Find sinά, if sin(45- ά)= - 2/3
I'd appreciate your help.Thanks
The arcsin function is also written $\displaystyle \sin^{-1}(x).$ It is the functional inverse of sin. Generally speaking, if you have $\displaystyle \sin(x)=y,$ then $\displaystyle x=\arcsin(y)=\sin^{-1}(y),$ modulo the symmetries of the sin function. You follow?
It's just like "undoing" any other function. To undo the exponential function, you might have this:
$\displaystyle e^{x}=y$
$\displaystyle \ln(e^{x})=\ln(y)$ (applied logarithm to both sides)
$\displaystyle x=\ln(y).$ (simplified)
Same thing here:
$\displaystyle \sin(x)=y$
$\displaystyle \sin^{-1}(\sin(x))=\sin^{-1}(y)$
$\displaystyle x=\sin^{-1}(y).$
So how could you use this in your situation?

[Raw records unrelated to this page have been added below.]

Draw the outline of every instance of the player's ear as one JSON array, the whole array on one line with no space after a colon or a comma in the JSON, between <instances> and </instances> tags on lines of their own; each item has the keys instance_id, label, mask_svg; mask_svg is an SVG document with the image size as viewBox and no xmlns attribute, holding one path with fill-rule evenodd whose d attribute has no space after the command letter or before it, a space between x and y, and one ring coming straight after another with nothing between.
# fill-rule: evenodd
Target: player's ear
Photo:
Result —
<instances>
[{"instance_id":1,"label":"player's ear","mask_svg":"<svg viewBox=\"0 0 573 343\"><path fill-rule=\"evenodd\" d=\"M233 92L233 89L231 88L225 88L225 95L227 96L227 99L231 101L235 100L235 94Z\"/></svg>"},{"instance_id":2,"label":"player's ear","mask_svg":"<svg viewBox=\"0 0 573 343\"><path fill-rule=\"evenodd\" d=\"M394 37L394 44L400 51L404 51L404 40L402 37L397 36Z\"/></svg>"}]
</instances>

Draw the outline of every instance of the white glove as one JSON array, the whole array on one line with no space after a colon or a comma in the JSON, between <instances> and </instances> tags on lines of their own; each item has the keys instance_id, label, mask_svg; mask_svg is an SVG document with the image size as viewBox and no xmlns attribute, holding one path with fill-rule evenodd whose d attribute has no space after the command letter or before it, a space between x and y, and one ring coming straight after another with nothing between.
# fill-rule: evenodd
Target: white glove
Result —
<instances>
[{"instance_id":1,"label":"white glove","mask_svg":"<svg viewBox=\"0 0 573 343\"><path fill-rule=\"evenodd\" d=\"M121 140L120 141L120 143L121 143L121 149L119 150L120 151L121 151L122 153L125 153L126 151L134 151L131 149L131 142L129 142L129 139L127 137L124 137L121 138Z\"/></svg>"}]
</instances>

The idea is sound, but you've made a mistake or two in carrying it out. Going from
$\displaystyle \displaystyle\frac{\sqrt{2}}{2}[\cos(\alpha)-\sin(\alpha)]=-\frac{2}{3}$ to
$\displaystyle \displaystyle\cos(\alpha)-\sin(\alpha)=\frac{2\sqrt{2}}{3},$
you lost the minus sign. You should have gotten
$\displaystyle \displaystyle\cos(\alpha)-\sin(\alpha)=-\frac{2\sqrt{2}}{3}.$
This is a mistake that, due to another sign error, you later correct! This is a bit sloppy.
So, I'd say I agree with your last step, but only as the result of two self-correcting sign errors.

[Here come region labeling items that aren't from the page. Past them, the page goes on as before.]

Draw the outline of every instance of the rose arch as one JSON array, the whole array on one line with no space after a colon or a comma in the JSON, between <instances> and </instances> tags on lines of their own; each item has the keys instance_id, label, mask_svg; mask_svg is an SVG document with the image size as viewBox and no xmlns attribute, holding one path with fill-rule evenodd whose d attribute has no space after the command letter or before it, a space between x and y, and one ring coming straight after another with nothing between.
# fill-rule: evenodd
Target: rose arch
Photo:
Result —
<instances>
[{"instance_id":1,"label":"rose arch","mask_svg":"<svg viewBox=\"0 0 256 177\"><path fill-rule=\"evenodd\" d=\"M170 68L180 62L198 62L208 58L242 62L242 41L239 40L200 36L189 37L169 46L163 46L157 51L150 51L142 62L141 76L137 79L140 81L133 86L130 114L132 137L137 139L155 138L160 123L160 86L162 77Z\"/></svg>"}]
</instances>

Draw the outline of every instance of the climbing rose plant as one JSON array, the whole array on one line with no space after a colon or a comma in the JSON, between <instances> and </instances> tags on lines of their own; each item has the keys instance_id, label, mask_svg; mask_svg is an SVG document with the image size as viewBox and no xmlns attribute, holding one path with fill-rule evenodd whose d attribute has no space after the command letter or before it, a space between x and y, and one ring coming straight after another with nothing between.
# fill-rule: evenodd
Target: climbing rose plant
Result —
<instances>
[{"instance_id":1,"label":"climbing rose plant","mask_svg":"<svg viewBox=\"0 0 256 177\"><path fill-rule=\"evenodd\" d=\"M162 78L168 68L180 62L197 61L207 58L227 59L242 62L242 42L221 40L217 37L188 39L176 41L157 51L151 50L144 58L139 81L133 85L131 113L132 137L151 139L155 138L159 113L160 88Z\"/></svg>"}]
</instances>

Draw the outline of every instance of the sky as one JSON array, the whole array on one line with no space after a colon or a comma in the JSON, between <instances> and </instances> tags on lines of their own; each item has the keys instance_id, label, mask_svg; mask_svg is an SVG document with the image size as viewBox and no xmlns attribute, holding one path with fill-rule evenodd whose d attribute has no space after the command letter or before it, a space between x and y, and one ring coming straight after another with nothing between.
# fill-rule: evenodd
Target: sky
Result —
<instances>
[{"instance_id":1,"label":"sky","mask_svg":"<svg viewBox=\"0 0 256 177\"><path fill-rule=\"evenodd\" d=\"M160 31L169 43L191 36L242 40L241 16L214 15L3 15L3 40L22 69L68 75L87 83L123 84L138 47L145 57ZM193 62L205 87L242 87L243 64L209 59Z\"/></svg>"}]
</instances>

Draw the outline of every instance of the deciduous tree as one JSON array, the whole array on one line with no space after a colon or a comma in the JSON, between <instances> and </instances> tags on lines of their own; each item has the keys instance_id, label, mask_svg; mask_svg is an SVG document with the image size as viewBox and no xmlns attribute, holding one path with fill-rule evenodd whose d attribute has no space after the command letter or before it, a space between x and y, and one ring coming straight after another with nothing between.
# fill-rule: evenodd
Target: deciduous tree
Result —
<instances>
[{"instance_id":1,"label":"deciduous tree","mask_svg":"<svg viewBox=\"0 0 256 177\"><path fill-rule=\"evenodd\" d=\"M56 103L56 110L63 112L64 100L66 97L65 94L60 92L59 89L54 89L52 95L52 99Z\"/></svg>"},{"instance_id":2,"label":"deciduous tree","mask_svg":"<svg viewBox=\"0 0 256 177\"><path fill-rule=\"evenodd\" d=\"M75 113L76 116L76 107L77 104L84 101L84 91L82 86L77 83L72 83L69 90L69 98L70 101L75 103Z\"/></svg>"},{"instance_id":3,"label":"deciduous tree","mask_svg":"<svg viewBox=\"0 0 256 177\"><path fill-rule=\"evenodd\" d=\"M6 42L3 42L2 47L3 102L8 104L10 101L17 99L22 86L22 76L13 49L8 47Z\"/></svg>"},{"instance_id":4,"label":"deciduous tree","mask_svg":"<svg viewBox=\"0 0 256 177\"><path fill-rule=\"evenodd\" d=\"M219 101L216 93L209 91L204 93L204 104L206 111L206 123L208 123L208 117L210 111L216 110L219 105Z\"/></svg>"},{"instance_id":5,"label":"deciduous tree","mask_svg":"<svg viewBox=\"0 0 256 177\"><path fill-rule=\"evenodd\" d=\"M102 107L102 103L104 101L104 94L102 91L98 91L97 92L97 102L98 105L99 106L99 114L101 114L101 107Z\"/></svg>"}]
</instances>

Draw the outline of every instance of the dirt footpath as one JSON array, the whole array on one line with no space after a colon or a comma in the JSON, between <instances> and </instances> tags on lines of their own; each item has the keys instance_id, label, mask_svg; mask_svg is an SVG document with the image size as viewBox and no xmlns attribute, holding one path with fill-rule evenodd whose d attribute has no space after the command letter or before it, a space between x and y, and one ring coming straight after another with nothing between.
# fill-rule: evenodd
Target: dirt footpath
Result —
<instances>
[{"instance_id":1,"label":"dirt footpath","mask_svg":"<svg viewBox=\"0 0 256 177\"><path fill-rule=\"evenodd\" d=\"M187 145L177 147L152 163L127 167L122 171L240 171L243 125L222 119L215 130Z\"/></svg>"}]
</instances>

I should also point out that you have done one (what we call) irreversible step, when you squared the equation. Squaring an equation can sometimes introduce spurious results. I think in your case it does. So, when you get your answers, double-check them against your original equation, and make sure they satisfy the original equation. You should always double-check the answers to problems anyway, to make sure they make sense. Make sense?